8. LIMITATION OF LIABILITY
8.1 NOTWITHSTANDING ANYTHING TO THE CONTRARY, EXCEPT FOR BODILY INJURY OF A PERSON, COMPANY AND ITS SUPPLIERS (INCLUDING BUT NOT LIMITED TO ALL EQUIPMENT AND TECHNOLOGY SUPPLIERS), OFFICERS, AFFILIATES, REPRESENTATIVES, CONTRACTORS AND EMPLOYEES SHALL NOT BE RESPONSIBLE OR LIABLE WITH RESPECT TO ANY SUBJECT MATTER OF THIS AGREEMENT OR TERMS AND CONDITIONS RELATED THERETO UNDER ANY CONTRACT, NEGLIGENCE, STRICT LIABILITY OR OTHER THEORY: (A) FOR ERROR OR INTERRUPTION OF USE OR FOR LOSS OR INACCURACY OR CORRUPTION OF DATA OR COST OF PROCUREMENT OF SUBSTITUTE GOODS, SERVICES OR TECHNOLOGY OR LOSS OF BUSINESS; (B) FOR ANY INDIRECT, EXEMPLARY, INCIDENTAL, SPECIAL OR CONSEQUENTIAL DAMAGES; (C) FOR ANY MATTER BEYOND COMPANY’S REASONABLE CONTROL; OR (D) FOR ANY AMOUNTS THAT, TOGETHER WITH AMOUNTS ASSOCIATED WITH ALL OTHER CLAIMS, EXCEED THE FEES PAID BY CUSTOMER TO COMPANY FOR ONE MONTH OF SERVICE UNDER THIS AGREEMENT IN THE 12 MONTHS PRIOR TO THE ACT THAT GAVE RISE TO THE LIABILITY, IN EACH CASE, WHETHER OR NOT COMPANY HAS BEEN ADVISED OF THE POSSIBILITY OF SUCH DAMAGES. YOU AND WE AGREE THAT ANY CAUSE OF ACTION ARISING OUT OF OR RELATED TO OUR SERVICES MUST COMMENCE WITHIN ONE (1) YEAR AFTER THE CAUSE OF ACTION ACCRUES. OTHERWISE, SUCH CAUSE OF ACTION IS PERMANENTLY BARRED.
8.2 WITHOUT LIMITING THE FOREGOING, UNDER NO CIRCUMSTANCES SHALL WE BE HELD LIABLE FOR ANY DELAY OR FAILURE IN PERFORMANCE RESULTING DIRECTLY OR INDIRECTLY FROM ACTS OF NATURE, FORCES, OR CAUSES BEYOND THEIR REASONABLE CONTROL, INCLUDING, WITHOUT LIMITATION, INTERNET FAILURES, COMPUTER EQUIPMENT FAILURES, TELECOMMUNICATION EQUIPMENT FAILURES, OTHER EQUIPMENT FAILURES, ELECTRICAL POWER FAILURES, STRIKES, LABOR DISPUTES, RIOTS, INSURRECTIONS, CIVIL DISTURBANCES, SHORTAGES OF LABOR OR MATERIALS, FIRES, FLOODS, STORMS, EXPLOSIONS, ACTS OF GOD, WAR, GOVERNMENTAL ACTIONS, ORDERS OF DOMESTIC OR FOREIGN COURTS OR TRIBUNALS OR NON-PERFORMANCE OF THIRD PARTIES.

 

9. APPLICABLE LAW
9.1 Applicable Law.

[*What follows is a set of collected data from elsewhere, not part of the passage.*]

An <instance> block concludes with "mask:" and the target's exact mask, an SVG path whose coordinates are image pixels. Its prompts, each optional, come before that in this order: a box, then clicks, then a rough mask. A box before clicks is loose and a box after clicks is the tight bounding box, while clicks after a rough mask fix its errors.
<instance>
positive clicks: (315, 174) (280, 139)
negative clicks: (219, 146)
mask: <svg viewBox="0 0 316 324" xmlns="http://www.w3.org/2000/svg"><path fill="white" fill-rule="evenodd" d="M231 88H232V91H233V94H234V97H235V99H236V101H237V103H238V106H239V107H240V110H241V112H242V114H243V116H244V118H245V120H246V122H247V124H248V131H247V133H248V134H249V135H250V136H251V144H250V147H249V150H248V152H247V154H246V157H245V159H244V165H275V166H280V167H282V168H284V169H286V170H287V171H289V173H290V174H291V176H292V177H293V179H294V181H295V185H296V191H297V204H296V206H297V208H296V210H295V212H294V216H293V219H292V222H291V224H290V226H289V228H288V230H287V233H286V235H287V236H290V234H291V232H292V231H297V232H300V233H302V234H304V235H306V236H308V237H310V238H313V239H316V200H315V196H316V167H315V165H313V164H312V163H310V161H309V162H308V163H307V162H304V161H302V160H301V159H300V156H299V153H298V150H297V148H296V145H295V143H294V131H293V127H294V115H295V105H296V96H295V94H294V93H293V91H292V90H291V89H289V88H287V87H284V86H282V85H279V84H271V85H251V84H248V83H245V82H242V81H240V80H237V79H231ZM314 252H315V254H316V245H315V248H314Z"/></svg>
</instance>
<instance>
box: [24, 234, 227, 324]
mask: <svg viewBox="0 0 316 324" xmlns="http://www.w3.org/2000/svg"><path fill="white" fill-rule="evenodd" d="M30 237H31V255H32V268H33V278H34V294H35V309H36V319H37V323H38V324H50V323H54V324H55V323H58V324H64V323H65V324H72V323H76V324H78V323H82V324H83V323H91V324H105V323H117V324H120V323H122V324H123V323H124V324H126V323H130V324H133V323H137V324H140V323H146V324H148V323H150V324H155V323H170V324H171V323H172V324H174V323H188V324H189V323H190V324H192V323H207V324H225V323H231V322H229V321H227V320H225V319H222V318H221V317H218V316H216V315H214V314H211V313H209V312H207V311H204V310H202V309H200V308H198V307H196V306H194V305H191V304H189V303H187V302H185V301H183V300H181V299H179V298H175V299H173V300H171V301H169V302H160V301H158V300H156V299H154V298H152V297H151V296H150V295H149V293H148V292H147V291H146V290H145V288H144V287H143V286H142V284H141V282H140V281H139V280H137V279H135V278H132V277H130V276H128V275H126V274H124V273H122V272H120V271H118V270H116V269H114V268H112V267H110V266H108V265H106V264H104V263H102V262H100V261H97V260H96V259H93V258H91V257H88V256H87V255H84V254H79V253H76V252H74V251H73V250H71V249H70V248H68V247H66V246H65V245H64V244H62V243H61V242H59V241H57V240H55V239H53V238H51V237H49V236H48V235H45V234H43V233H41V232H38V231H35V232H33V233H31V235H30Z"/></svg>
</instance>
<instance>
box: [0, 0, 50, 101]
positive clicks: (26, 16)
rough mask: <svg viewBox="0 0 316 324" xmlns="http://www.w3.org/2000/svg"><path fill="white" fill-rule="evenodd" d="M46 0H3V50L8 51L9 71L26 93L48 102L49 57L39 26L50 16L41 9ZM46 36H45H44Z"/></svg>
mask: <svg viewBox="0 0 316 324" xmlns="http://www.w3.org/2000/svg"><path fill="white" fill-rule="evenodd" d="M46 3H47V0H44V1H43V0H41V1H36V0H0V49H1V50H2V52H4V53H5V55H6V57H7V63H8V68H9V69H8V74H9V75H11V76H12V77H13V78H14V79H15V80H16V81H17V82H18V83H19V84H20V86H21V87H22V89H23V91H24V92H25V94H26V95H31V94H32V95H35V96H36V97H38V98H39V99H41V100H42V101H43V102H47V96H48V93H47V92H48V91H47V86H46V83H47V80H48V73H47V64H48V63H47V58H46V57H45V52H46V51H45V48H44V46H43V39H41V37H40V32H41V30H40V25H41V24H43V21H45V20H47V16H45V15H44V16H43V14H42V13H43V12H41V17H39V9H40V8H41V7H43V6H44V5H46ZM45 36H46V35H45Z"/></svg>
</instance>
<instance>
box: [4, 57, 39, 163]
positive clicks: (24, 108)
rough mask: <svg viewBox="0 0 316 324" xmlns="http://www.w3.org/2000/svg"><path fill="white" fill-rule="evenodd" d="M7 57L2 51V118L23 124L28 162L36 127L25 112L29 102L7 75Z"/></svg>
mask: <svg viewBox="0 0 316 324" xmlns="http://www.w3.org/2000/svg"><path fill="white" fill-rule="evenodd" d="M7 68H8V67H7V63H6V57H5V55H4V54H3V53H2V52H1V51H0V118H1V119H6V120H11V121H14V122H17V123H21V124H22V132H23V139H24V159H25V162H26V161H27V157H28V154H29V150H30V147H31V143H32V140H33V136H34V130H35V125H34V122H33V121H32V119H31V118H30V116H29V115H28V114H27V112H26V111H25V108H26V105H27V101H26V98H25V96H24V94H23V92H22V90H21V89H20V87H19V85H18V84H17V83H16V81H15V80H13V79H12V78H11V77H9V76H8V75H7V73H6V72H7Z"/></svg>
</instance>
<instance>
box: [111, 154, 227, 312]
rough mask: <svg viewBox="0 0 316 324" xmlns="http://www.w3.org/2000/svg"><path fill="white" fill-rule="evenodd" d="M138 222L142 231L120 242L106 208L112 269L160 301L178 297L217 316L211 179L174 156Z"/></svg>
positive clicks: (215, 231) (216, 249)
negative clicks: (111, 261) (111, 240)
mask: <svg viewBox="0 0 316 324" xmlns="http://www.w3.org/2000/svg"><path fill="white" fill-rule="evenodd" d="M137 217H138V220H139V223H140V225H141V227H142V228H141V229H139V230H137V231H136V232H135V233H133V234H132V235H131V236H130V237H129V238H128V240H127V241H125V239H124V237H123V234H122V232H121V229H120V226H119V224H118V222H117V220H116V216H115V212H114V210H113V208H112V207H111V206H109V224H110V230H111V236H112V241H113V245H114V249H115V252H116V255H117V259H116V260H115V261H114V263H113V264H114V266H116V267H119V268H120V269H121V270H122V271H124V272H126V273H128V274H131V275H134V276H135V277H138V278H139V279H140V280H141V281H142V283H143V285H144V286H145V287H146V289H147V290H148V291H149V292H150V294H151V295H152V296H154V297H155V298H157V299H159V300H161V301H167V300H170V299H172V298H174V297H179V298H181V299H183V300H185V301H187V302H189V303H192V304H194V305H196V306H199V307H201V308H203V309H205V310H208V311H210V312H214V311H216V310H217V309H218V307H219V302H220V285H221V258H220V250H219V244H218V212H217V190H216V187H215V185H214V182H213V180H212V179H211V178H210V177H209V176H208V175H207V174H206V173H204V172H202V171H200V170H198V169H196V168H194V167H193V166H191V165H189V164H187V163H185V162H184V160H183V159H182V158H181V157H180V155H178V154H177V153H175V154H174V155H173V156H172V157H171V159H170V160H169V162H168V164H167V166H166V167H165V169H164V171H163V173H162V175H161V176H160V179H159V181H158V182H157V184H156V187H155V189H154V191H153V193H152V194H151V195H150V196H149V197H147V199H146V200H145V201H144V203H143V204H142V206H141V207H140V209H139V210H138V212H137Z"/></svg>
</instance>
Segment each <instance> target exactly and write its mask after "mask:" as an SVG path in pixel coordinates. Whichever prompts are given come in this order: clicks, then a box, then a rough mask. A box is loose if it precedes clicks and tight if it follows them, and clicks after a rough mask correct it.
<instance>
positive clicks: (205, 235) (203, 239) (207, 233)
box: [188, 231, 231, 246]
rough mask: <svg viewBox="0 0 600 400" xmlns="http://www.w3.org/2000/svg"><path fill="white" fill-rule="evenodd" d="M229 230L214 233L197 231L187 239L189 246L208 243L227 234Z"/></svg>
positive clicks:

You agree that, except to the extent inconsistent with, or preempted by federal law, the laws of the State of New York, without regard to principles of conflict of laws, will govern this Agreement and any claim or dispute that has arisen or may arise between you and Company, except as otherwise stated in this Agreement.

 

10. MISCELLANEOUS
10.1 If any provision of the SAAS Agreement is found to be unenforceable or invalid, that provision will be limited or eliminated to the minimum extent necessary so that this SAAS Agreement will otherwise remain in full force and effect and enforceable. The SAAS Agreement is not assignable, transferable or sublicensable by Customer except with Company’s prior written consent. Company may transfer and assign any of its rights and obligations under the SAAS Agreement without consent. The SAAS Agreement is the complete and exclusive statement of the mutual understanding of the parties and supersedes and cancels all previous written and oral agreements, communications and other understandings relating to the subject matter of the SAAS Agreement , and that all waivers and modifications must be in a writing signed by both parties, except as otherwise provided herein. No agency, partnership, joint venture, or employment is created as a result of the SAAS Agreement and Customer does not have any authority of any kind to bind Company in any respect whatsoever. In any action or proceeding to enforce rights under the SAAS Agreement, the prevailing party will be entitled to recover costs and attorneys’ fees. All notices under the SAAS Agreement will be in writing and will be deemed to have been duly given when received, if personally delivered; when receipt is electronically confirmed, if transmitted by facsimile or e-mail; the day after it is sent, if sent for next day delivery by recognized overnight delivery service; and upon receipt, if sent by certified or registered mail, return receipt requested.